Code of Massachusetts Regulations
106 CMR - DEPARTMENT OF TRANSITIONAL ASSISTANCE
Title 106 CMR 363.000 - Supplemental Nutrition Assistance Program: Financial Eligibility Standards
Section 363.220 - Countable Income

Universal Citation: 106 MA Code of Regs 106.363

Current through Register 1531, September 27, 2024

For SNAP purposes, countable income must be categorized as either earned or unearned.

(A) Earned Income.

(1) Wages. All wages and salaries paid to an employee are counted as earned income.

(2) Self-employment. The total gross income from a self-employment enterprise, including the total gain from the sale of any capital goods or equipment related to the business, excluding the cost of doing business, is counted as earned income. Payments from roomers and boarders are classified as earned self-employment income. Income from rental property shall be considered earned self-employment income only if a household member actively engages in the management of the property an average of at least 20 hours per week.

(B) Unearned Income. Unearned income is all income that is not earned through employment. This includes, but is not limited to, the following types of unearned income:

(1) Assistance Payments. Income from public assistance programs, such as Transitional Aid to Families with Dependent Children (TAFDC), Emergency Aid to the Elderly, Disabled and Children (EAEDC) or other assistance programs based on need;

(2) Pensions and Social Security. Annuities, pensions, retirement, veterans' or disability benefits, Workers' or Unemployment Compensation, Social Security (RSDI) and SSI benefits and strike benefits;

(3) Foster Care Payments. Foster care payments when the foster care child or adult is included in the foster care household's SNAP household;

(4) Support and Alimony. Support and alimony payments made directly to the household from nonhousehold members.

Support and alimony payments of up to $50 per month received as a TAFDC-Related Benefit by a household with a TAFDC client;

(5) Grants, Interest Payments, Dividends.

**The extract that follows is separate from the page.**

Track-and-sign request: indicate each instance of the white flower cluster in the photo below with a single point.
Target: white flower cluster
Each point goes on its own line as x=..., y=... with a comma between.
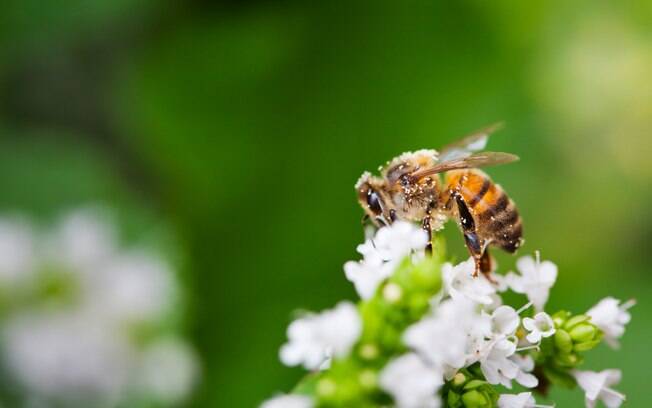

Payments from government-sponsored programs such as the Agricultural Stabilization and Conservation Service Programs, dividends, interest, royalties, and all other direct money payments from any source whatever which can be construed to be a gain or benefit;

(6) Rental Income. Income from rental property shall be counted as unearned income unless a household member actively engages in the management of the property an average of at least 20 hours per week;

(7) Trust Funds. Money withdrawn from trust funds that are excluded from assets under the provisions of 106 CMR 363.140(F) shall be considered income in the month received unless otherwise excluded under 106 CMR 363.230. Dividends from excluded trust funds, which the household has the option of either receiving as income or reinvesting in the trust, are to be considered income in the month they become available to the household, whether collected by the household or reinvested in the trust, unless otherwise excluded under 106 CMR 363.230; and

(8) Deemed Sponsor Income for Sponsored Noncitizens. For households containing sponsored noncitizens, the income of the sponsor and the sponsor's spouse, if living with the sponsor, shall be deemed as unearned income to the household in accordance with 106 CMR 362.270: Deeming of Income and Assets for Sponsored Noncitizens.

(C) Garnishments, Managed Income and Certain Vendor Payments.

(1) Garnished Wages. Wages earned by a household member that are garnished or diverted by an employer, and paid to a third party for a household's expenses, such as rent, are considered earned income. However, if the employer pays a household's rent directly to the landlord in addition to paying the household its regular wages, this rent payment is excluded as a vendor payment. In addition, if the employer provides housing to an employee, the value of the housing is not countable as income.

(2) Managed Income. All or part of a Public Assistance (PA) grant, which would normally be provided as money payment to the household, that is diverted to a third party or to a protective payee for the purpose of managing a household's expenses is counted as unearned income. However, payments by the Department that would not normally be provided in a money payment to the household, and that are over and above normal public assistance grants are excluded as a vendor payment if they are made directly to a third party for a household expense. 106 CMR 363.220(C)(2) applies even if the household has the option of receiving a direct cash payment.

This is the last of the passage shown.